Beyond these technical achievements, our project demonstrates how AFCP is supporting the people, infrastructure and networks needed to see this success through. This work exemplifies how AFCP researchers are striving for sustainable solutions to support Net Zero energy production. It has provided an opportunity to strengthen links with the supply chain – who can bring considerable experience from related non-nuclear industries – while developing skills and technology that can be applied in other sectors. One of our early career researchers, Ben Day, explains this well:

“Having only joined NNL in August 2020, my involvement in the AFCP-funded ELENDES project enabled me to gain valuable experience of working within a new and unfamiliar environment on a subject area of which I had no prior experience.
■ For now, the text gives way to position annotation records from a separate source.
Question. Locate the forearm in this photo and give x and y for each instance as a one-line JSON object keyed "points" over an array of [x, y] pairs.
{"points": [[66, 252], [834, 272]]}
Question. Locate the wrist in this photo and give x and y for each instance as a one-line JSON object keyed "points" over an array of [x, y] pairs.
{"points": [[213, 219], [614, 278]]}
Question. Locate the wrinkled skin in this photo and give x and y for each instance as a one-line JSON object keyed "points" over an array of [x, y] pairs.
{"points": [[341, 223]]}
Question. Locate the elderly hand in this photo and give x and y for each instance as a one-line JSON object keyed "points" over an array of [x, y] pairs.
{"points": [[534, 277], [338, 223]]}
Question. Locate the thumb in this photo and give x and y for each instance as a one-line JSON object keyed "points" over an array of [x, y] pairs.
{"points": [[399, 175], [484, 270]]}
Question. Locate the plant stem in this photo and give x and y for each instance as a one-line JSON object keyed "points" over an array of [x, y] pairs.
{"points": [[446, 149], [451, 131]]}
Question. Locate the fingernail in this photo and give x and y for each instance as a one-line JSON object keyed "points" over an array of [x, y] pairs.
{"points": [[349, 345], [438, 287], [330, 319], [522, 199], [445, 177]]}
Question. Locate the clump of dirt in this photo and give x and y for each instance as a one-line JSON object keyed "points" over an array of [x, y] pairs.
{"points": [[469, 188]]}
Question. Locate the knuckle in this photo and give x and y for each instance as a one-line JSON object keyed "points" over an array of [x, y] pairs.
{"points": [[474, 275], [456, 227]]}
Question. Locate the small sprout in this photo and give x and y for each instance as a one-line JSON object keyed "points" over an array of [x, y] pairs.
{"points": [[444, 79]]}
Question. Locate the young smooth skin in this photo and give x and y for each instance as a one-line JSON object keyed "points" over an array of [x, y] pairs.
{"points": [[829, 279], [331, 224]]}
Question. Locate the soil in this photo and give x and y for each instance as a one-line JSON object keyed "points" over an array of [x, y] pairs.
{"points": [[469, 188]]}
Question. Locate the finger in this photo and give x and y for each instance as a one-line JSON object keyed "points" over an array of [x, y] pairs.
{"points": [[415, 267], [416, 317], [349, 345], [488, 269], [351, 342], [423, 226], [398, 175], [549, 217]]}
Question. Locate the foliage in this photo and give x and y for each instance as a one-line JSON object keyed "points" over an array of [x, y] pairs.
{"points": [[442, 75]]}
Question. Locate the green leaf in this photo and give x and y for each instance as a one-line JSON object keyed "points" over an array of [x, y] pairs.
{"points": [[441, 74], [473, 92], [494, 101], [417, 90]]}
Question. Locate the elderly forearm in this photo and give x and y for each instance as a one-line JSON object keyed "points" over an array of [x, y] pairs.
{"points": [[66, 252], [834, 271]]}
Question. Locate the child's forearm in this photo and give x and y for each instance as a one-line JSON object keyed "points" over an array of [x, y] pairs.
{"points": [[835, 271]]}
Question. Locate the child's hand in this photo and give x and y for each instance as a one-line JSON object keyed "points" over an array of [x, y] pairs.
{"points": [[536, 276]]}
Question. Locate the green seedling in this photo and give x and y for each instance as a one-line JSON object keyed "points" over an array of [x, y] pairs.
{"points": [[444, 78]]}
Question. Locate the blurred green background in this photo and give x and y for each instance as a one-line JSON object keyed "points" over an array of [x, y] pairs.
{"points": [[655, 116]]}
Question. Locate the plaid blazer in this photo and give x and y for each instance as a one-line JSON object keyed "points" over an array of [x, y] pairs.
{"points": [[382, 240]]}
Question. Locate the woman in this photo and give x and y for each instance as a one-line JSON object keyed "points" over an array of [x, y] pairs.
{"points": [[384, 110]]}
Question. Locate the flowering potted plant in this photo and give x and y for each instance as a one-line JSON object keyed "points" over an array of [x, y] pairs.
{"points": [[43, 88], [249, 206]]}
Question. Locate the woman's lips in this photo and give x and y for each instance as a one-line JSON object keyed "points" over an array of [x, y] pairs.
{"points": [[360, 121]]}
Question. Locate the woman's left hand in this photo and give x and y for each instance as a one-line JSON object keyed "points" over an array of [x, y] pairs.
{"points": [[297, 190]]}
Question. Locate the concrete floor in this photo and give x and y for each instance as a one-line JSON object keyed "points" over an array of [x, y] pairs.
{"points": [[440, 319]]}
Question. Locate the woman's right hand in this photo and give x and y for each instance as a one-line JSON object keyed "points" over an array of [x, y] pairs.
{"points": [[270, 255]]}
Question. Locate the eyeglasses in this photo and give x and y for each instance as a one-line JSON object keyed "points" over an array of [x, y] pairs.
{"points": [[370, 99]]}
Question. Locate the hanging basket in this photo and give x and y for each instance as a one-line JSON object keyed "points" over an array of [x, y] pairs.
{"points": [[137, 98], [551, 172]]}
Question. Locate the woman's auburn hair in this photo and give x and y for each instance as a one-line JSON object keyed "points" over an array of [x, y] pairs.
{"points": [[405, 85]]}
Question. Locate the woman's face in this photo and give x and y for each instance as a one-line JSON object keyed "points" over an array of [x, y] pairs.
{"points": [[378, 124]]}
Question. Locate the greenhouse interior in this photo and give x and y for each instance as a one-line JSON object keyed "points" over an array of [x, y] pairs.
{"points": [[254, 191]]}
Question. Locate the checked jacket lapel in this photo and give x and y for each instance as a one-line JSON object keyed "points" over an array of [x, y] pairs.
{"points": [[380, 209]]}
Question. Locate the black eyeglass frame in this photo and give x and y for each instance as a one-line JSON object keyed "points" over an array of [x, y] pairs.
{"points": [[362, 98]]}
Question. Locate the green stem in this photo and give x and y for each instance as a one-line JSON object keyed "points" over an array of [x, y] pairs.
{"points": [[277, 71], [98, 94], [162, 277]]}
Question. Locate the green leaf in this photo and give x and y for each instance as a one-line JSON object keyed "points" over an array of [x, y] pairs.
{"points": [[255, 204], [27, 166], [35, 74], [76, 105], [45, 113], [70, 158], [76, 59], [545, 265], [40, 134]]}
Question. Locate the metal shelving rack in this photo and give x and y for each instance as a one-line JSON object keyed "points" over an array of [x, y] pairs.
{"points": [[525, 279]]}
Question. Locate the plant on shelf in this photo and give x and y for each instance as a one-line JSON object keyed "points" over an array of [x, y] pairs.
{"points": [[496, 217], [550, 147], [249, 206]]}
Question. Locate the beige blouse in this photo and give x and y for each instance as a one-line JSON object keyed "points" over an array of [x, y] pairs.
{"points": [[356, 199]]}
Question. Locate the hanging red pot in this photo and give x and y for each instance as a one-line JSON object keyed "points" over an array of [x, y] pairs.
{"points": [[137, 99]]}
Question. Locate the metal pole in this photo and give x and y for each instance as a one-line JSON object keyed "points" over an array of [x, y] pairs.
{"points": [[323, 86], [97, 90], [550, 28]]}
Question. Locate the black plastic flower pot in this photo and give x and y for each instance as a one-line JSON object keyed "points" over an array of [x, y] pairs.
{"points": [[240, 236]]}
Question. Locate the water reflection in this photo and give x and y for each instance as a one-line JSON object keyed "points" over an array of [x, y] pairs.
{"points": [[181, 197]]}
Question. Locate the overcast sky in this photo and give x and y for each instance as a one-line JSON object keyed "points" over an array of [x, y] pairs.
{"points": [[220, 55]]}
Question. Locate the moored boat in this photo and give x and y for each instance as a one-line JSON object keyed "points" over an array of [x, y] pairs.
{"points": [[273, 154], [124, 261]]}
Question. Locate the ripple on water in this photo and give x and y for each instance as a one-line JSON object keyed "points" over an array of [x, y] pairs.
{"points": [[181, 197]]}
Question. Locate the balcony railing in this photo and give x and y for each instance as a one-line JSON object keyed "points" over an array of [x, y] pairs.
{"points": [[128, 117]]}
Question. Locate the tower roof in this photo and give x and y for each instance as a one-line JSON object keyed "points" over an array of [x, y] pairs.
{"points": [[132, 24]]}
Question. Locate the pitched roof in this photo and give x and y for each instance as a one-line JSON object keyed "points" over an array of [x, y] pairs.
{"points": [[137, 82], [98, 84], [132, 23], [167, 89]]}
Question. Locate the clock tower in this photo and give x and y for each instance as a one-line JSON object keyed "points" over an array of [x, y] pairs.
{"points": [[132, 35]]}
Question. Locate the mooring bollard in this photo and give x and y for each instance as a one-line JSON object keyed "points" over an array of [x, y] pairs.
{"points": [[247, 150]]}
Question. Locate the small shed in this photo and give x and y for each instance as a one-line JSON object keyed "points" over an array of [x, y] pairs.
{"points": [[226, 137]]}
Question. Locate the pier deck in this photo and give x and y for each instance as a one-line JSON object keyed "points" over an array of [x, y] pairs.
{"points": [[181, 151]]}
I was able to gain a familiarity with the procedures to follow in order to get a laboratory project up-and-running and get hands-on experience of helping design and test a new process that will hopefully prove to be useful. In addition to the practical experience, the opportunity to expand my working network beyond those that work at the same site as me was very welcome and will hopefully prove to be fruitful in the future.”

Ben Day, Research Technologist at NNL

The ability to dispose of solvent safely and sustainably once it has reached the end of its usable life is a critical enabler for nuclear fuel recycle. We have taken a step towards a sustainable solution through the work completed here.

A photo of Ben Day, one of AFCP's early career workers, performing research to optimise the process. He is wearing a white lab coat, standing with his back turned to the camera as he works on an experiment at the bench.
Ben, one of our early career workers, performing research to optimise the process.

AFCP is part of the Department for Business, Energy and Industrial Strategy’s (BEIS) £505m Energy Innovation Programme.